4 commentaires pour 24 heures de conversation

  1. Camille A dit :

    Très intéressant, peut-être à rapprocher de l’idée de « Kakonomie » (http://gloriaoriggi.blogspot.com/2011/01/kakonomics-or-strange-preference-for.html) ?!

    Les « 21% sont des republications » sont au coeur de mes travaux : quels usages de ces « agents-facilitateurs » (cf http://bit.ly/islysE)? comment les mesurer ? quel impact sur la réputation d’une marque ? etc.

    Au plaisir d’en débattre donc :-)

  2. Julien PIERRE dit :

    La kakonomie en première lecture me parait encore plus cynique que l’ordre de l’interaction de Gofmann (surtout l’exemple de l’éditeur et l’écrivain). Il s’agit de stratégies pour préserver la face d’autrui. Il y a aussi une approche par l’intentionnalité que seul un philosophe peut se permettre. De même que l’appel à étudier une tendance au downgrading social : in order to understand why life sucks, we should look also at norms of cooperation for a local optimum and a common worse. Cela contredit le biais d’optimisme identifié en économie comportementale (Acquisti).
    Cela étant, quelques entretiens que j’ai menés avec des utilisateurs de Facebook (mes étudiants) et qui en partie se retrouvent dans l’échantillon de cet article, dévoilent un discours qui rejoint cette kakonomie, mais non pas tant que leurs attentes se tournent vers des échanges low-quality, plutôt parce qu’ils reconnaissent que les échanges sur les réseaux socionumériques sont naturellement moins intéressant que ceux de la vie IRL. Le high-quality serait réservé aux interactions en face-à-face, et le regard low-quality rejoignant la critique de l’utilitarisme social de l’outil.
    N’est-ce pas d’ailleurs contradictoire avec les agents-facilitateurs ? Ou avec la prescription ordinaire (Coutant & Stenger) ? Si en effet la republication ne se destine pas à valoriser la face de l’émetteur, mais à situer l’interaction dans un modèle perdant-perdant (low-low), quel intérêt pour la marque ?

  3. Camille A dit :

    De prime abord je ne dirai pas que c’est contradictoire, dans le sens où une marque peut récupérer de nombreuses informations de contextes grâce à cette forme de prescription : quelles informations, à quelles communautés (ou réseaux), avec quelles modifications (redocumentarisation ?), pour quel impact, etc.

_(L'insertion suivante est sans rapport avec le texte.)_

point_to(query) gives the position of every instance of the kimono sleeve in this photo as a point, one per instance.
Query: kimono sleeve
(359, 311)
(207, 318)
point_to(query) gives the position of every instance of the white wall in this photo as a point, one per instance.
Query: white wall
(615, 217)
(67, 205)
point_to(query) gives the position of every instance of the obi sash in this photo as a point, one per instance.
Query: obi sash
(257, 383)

    Ensuite, en termes de qualités de l’interaction il est clair que ce n’est pas ce qu’il y a de plus valorisant pour l’utilisateur, et de plus intelligible pour la marque, surtout si l’on rajoute à cela le développement des boutons (cf Ertzscheid).
    Mais je ne suis pas sûre que in fine ces usages ne soient pas complétement valorisant, car ils mettent en avant l’aisance face à l’outil de l’utilisateur, sa capacité à informer (« un bon consommateur d’info est avant tout un bon producteur d’infos » [Le Moigne] ou un relayeur ?), à produire des connaissances-actionnables (Dumas et Le Moigne) voire à participer à la construction des perceptions que ses « amis » auront d’un sujet (et on commence à toucher à la réputation). Je mènerai des entretiens pour en savoir plus…

    Et si la prescription est « ordinaire » (pour reprendre Stenger/Coutant) c’est que dans un certains sens elle ne vise pas la qualité (le high) mais repose sur le low pour être quotidienne. Imagine toute la journée devoir (pour s’assurer une forme de sociabilité ordinaire elle aussi) développer une forme d’échange comme la notre actuellement (faisable, mais plus « prenante » en termes de temps à long terme).

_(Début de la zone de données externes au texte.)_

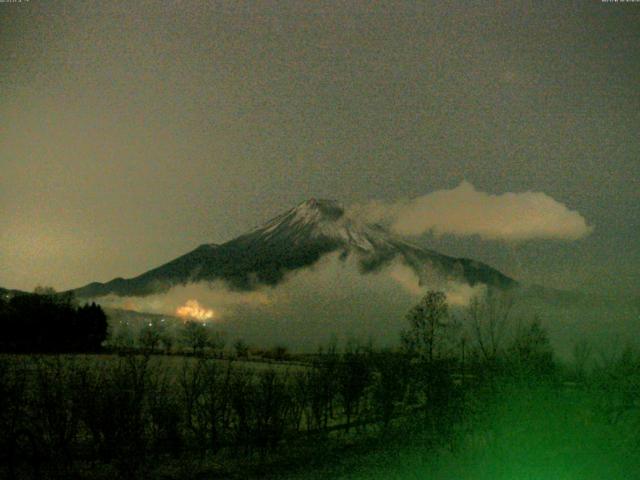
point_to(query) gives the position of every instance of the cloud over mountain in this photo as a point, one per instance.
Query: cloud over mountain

    En tout cas merci pour tes réflexions, j’en prend bonne note.

  4. Julien PIERRE dit :

    Ce que tu dis à partir de Le Moigne est intéressant, surtout, en ce qui me concerne, la construction des perceptions par un tiers, et l’embrayage après sur les représentations (la réputation par exemple), avec une démarche rationnelle partant de la subjectivation des émotions en affects jusqu’à la distanciation des sentiments, puis de l’opinion. Schéma que je situe dans l’espace anecdotique, comme instance délibérative sous-jacente de l’espace public politique.